Psych MEQs / SAQs · Foundations — EEG and clinical neurophysiology
EEG and clinical neurophysiology in psychiatry — MEQ
FRANZCP-style MEQ on psychiatric EEG indications, NCSE, clozapine, research biomarkers, and anti-NMDA EEG literacy.
On this page & tools
Target exams
Model answer
Reveal model answer
(i) Indications and normal EEG. Order EEG when organic differentials matter: atypical new psychosis, fluctuating cognition, suspected seizures, unexplained catatonia with medical concern, spell characterisation pathway. Routine EEG is not a universal screen for uncomplicated depression or anxiety. A normal EEG does not exclude epilepsy, encephalitis, or primary psychiatric illness; abnormal non-specific slowing is common and requires clinical correlation. Write a clear clinical question and drug list on the request. [1][2]
(ii) NCSE approach. Suspect NCSE with impaired awareness, fluctuating responsiveness, or mutism without full recovery — convulsions are not required. Escalate to urgent/continuous EEG with neurology/ICU rather than labelling pure functional mutism. Salzburg-style criteria combine EEG patterns with clinical context. Continuous EEG detects electrographic seizures missed on brief records in critically ill patients. Treat as medical emergency pathways while investigating cause. [3][4]

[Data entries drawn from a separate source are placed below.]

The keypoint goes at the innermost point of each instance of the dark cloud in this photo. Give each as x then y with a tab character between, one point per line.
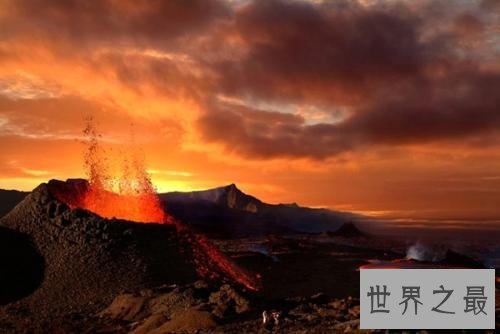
297	50
401	82
404	72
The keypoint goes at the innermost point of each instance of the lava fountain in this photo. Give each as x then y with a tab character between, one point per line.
132	196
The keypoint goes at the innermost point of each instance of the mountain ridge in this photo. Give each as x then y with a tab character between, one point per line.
227	212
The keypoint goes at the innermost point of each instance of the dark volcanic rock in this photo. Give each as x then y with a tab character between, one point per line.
88	260
9	199
347	230
21	267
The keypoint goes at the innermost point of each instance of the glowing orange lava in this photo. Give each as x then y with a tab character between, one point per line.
131	196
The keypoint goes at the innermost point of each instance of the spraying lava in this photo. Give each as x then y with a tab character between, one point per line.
132	196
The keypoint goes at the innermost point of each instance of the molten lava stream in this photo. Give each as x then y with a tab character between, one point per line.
146	208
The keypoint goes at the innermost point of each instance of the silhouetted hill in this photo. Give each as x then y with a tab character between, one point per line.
347	230
229	212
9	199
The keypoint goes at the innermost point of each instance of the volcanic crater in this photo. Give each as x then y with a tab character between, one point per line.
81	261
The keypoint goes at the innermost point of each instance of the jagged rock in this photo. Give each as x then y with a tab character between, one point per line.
228	296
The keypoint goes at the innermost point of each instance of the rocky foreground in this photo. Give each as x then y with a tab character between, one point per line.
204	308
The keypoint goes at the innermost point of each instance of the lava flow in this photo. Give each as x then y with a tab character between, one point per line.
132	197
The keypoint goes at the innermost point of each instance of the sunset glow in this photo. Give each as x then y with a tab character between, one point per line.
387	108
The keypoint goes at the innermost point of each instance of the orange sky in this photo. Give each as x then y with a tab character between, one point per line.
390	108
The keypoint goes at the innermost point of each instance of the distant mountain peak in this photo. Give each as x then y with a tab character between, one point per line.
234	198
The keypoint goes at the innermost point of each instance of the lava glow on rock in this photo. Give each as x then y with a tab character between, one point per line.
131	196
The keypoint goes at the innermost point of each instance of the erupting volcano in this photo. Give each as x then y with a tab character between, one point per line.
132	196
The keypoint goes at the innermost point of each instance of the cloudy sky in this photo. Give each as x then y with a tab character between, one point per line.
390	108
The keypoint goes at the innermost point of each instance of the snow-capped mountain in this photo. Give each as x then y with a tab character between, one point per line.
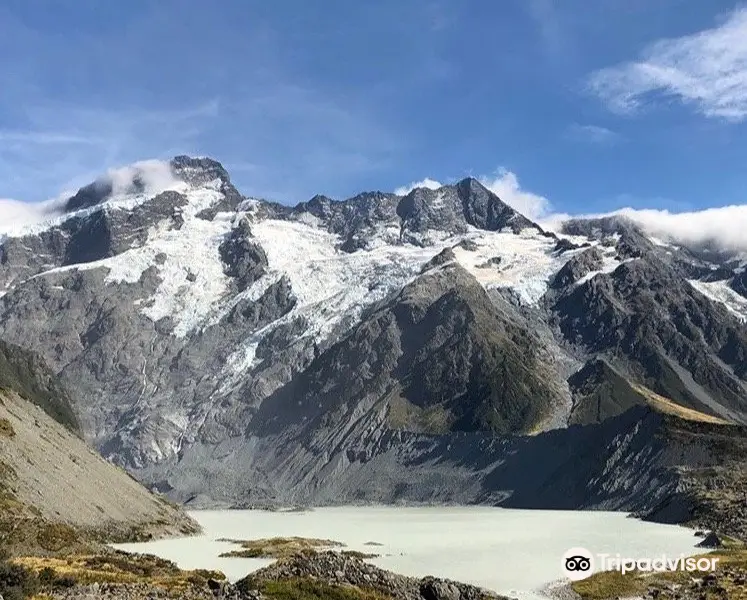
229	348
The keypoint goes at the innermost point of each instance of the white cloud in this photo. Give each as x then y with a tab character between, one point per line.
594	134
154	175
15	214
725	225
707	69
506	186
431	184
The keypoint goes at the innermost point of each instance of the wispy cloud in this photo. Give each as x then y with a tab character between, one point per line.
43	160
707	70
504	184
428	183
725	225
592	134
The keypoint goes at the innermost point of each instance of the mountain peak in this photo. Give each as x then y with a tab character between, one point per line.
149	178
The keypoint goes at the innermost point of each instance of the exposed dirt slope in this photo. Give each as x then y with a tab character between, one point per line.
56	493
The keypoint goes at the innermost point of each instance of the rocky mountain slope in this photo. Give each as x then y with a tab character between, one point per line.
55	492
231	350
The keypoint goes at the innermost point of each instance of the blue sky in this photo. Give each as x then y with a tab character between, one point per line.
591	105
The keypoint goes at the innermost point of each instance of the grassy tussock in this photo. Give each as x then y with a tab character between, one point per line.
116	568
278	547
309	589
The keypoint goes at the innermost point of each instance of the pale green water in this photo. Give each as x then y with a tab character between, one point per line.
514	552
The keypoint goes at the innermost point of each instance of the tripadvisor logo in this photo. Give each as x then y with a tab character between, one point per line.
579	563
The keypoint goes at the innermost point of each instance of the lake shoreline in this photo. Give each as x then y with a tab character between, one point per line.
504	550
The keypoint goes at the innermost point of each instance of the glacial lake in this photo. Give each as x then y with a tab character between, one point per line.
513	552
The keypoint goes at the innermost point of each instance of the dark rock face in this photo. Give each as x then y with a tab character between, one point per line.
93	194
442	348
739	283
577	267
26	374
600	392
662	331
244	259
710	541
338	569
83	239
453	208
212	375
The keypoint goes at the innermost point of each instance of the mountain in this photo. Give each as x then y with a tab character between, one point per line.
435	346
55	492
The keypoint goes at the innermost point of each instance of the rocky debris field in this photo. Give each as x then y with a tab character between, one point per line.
307	575
336	569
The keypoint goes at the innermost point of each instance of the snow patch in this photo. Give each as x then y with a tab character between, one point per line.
719	291
526	261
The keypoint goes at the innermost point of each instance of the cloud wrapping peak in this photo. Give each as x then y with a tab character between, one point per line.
706	69
503	184
155	176
428	183
15	215
506	186
725	225
150	177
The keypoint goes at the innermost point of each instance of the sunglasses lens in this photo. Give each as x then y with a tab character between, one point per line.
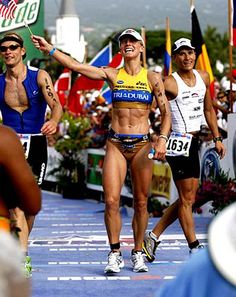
12	47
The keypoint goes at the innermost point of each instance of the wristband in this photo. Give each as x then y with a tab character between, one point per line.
164	137
52	51
218	138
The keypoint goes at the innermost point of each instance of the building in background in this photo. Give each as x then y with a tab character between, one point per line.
68	37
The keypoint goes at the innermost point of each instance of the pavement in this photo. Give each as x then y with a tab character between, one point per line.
69	248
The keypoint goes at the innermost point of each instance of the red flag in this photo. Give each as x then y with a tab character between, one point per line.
62	86
117	61
233	25
7	8
202	62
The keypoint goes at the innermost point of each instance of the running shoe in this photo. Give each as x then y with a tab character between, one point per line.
149	246
28	267
115	262
137	262
196	249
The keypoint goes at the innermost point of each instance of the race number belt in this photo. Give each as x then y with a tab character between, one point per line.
25	141
179	144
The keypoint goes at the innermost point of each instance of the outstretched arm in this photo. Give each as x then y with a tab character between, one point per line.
67	61
51	97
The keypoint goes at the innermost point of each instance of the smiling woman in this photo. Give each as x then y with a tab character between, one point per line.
128	144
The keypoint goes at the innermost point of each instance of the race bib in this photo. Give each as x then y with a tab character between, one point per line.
179	144
25	141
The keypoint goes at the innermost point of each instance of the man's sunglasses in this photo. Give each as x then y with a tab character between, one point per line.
12	47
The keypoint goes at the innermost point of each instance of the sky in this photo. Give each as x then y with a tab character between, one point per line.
106	16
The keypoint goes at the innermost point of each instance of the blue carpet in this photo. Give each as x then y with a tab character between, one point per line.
69	247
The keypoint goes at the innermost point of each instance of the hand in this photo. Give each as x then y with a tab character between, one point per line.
220	148
160	149
49	127
41	44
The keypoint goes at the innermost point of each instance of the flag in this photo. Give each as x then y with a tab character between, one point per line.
167	55
116	62
62	86
7	8
202	60
102	58
233	25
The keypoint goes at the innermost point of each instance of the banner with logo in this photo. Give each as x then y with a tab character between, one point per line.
28	13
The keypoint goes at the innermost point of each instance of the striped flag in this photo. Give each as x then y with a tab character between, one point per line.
202	61
167	55
233	26
7	9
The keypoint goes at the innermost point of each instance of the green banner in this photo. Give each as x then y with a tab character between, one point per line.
29	17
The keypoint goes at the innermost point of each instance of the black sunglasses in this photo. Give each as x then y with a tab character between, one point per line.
12	47
221	97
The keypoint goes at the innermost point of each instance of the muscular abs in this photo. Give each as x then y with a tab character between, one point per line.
15	95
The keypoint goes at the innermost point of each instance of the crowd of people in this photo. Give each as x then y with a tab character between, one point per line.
129	128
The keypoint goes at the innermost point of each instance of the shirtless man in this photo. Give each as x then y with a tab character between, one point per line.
25	93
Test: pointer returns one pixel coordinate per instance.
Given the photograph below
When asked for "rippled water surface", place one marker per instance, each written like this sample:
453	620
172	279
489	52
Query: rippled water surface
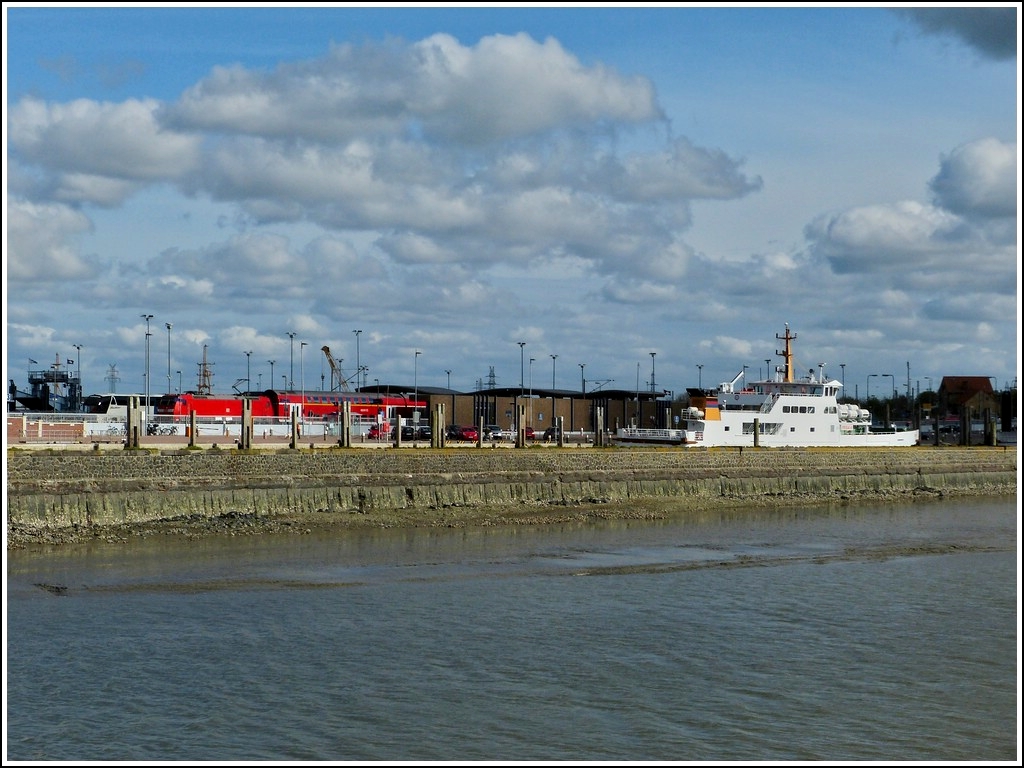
868	633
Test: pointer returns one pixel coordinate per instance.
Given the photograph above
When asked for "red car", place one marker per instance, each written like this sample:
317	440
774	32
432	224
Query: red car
466	433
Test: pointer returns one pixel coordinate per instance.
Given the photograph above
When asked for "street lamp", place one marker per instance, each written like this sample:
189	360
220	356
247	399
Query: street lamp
416	385
521	366
291	363
358	368
169	326
145	415
302	382
81	390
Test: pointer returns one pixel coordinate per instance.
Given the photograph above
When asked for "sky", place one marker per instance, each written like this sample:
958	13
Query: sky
600	197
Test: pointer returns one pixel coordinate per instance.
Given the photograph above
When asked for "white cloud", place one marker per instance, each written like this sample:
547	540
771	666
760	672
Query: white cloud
41	243
84	139
979	179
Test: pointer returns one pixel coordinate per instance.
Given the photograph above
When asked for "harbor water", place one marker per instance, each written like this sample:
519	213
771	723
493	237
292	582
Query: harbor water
873	633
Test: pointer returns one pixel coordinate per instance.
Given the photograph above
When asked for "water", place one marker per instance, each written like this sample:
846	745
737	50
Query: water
870	633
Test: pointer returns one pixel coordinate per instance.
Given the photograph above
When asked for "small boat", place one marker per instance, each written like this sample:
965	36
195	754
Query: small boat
779	412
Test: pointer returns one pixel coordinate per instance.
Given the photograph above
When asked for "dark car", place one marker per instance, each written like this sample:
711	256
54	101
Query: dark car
466	433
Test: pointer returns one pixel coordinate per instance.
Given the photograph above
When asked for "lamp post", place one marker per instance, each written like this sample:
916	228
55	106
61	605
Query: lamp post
358	368
529	419
521	366
169	326
302	383
145	411
416	384
291	361
81	390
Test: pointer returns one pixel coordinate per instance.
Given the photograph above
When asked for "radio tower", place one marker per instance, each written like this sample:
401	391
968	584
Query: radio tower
205	376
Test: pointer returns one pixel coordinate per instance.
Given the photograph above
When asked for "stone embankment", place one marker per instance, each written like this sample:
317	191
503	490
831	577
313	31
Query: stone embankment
56	497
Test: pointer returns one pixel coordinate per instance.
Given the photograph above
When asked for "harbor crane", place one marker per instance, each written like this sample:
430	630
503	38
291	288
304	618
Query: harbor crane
336	372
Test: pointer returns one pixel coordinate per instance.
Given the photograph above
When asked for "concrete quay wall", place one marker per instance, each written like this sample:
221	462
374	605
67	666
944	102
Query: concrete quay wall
54	491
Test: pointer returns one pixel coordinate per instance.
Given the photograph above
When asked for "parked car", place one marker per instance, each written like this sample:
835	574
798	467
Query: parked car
467	433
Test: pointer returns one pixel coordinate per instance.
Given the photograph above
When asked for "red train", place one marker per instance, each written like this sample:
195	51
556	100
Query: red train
273	403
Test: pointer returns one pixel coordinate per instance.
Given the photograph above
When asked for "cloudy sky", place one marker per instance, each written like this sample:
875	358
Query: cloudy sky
598	182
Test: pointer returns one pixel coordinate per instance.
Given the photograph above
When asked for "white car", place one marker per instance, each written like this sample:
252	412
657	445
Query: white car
495	432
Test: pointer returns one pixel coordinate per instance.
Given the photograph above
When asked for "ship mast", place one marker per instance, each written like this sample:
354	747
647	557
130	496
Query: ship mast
787	354
205	376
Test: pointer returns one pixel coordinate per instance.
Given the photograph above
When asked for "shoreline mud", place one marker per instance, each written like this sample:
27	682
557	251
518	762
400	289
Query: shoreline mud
56	500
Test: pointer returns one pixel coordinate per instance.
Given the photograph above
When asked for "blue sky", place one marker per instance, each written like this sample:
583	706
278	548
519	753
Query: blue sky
598	182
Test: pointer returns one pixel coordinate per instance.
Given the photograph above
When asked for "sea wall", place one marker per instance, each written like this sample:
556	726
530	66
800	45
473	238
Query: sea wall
54	491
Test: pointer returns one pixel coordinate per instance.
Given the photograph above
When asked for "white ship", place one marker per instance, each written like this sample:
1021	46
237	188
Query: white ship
780	412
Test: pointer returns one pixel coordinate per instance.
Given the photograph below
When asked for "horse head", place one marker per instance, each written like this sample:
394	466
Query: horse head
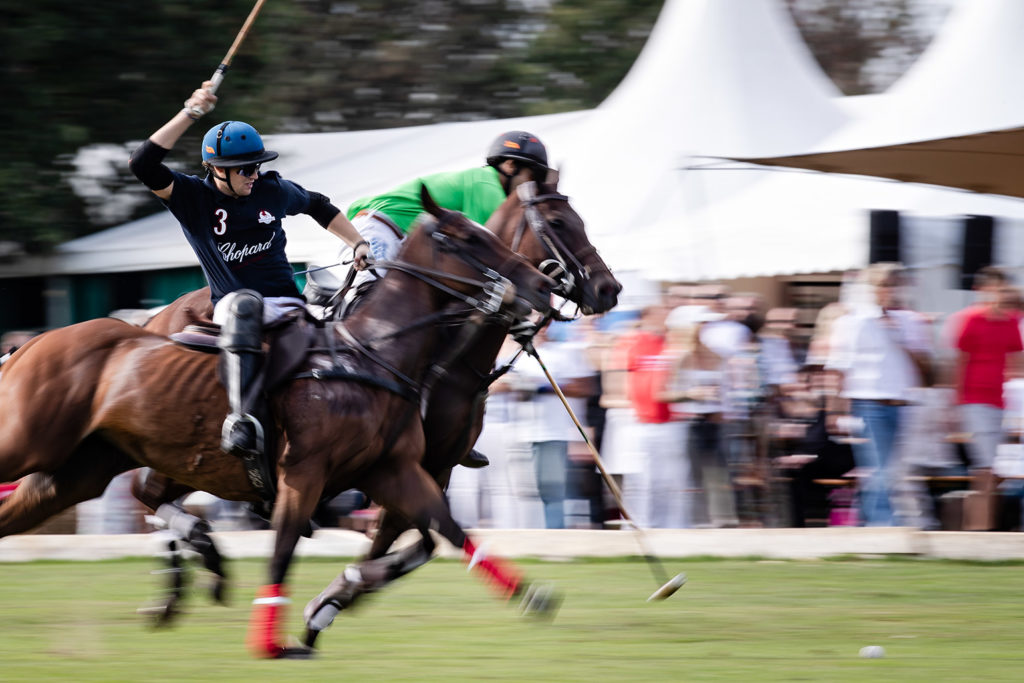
465	252
539	222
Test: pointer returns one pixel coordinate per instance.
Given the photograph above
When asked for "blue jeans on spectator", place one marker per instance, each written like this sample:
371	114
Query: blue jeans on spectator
551	463
873	455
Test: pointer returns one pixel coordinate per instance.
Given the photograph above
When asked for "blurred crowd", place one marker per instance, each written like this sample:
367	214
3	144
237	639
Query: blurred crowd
711	410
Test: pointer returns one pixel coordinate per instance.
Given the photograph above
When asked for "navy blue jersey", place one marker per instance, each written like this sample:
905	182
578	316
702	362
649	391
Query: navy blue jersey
239	241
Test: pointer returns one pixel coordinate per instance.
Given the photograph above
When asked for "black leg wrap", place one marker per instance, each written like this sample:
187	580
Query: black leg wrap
357	580
241	339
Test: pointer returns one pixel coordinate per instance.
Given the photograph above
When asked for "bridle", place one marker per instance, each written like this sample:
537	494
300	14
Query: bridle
492	288
563	265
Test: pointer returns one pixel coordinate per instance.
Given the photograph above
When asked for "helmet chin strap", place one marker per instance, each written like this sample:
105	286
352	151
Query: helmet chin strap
226	180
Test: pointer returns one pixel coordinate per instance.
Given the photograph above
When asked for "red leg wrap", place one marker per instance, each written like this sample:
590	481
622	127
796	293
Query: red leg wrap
268	610
503	577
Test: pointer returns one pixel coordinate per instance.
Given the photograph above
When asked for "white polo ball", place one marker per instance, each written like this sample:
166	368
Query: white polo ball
872	652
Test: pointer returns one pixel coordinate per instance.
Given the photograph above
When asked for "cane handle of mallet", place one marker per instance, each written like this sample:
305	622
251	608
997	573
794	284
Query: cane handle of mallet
612	486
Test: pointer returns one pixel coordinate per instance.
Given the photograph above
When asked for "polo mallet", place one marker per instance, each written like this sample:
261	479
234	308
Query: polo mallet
218	75
667	586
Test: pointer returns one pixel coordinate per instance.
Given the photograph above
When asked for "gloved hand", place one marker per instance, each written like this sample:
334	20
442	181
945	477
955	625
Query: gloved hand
202	101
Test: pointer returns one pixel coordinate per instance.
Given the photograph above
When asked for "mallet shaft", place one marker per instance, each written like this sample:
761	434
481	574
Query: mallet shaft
652	561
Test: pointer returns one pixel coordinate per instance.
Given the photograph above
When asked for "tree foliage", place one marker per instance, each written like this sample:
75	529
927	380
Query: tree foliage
111	72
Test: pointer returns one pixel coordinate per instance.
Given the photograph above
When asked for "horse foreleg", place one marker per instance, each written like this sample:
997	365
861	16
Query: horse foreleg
42	495
414	494
359	579
298	494
160	494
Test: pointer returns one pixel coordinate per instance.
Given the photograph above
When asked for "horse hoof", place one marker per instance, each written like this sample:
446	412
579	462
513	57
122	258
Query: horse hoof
161	614
218	591
310	638
296	651
541	600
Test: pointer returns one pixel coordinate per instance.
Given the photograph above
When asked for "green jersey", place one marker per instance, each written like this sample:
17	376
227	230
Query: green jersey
476	193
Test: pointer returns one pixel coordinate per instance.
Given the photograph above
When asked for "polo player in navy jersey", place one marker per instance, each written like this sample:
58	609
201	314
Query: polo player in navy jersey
232	219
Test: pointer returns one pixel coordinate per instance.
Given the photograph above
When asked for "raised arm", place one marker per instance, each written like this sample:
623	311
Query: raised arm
147	160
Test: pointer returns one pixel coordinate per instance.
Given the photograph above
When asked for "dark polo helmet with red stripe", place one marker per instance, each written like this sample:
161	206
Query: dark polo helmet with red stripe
520	145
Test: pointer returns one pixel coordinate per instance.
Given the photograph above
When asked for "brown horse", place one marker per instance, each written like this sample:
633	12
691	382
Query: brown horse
88	401
539	223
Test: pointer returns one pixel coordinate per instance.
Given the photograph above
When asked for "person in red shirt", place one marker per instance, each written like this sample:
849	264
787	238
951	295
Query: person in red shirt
988	340
659	438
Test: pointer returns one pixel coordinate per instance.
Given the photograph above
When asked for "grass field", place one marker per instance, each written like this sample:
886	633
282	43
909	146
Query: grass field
734	621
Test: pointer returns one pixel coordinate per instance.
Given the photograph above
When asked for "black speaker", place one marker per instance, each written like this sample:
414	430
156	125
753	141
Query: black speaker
884	246
977	253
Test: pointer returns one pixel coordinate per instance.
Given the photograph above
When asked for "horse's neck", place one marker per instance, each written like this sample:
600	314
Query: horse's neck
478	359
387	322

(iii) Clozapine. Clozapine is associated with higher rates of EEG abnormalities than many other antipsychotics and with clinically important dose-related seizures in large cohorts. Management: acute seizure care; review dose escalation, plasma level, smoking/cessation and interactions; consider dose adjustment and antiseizure prophylaxis discussion; do not abandon uniquely effective therapy without a joint plan. [5][6]
(iv) Research tools. Routine clinical EEG is a diagnostic aid for organic/epilepsy differentials. MMN reduction is a robust group finding in schizophrenia research on automatic auditory processing; P300 relates to attention/context updating research. qEEG spectral maps are not standalone DSM/ICD diagnostic tests in ordinary care. [1][7]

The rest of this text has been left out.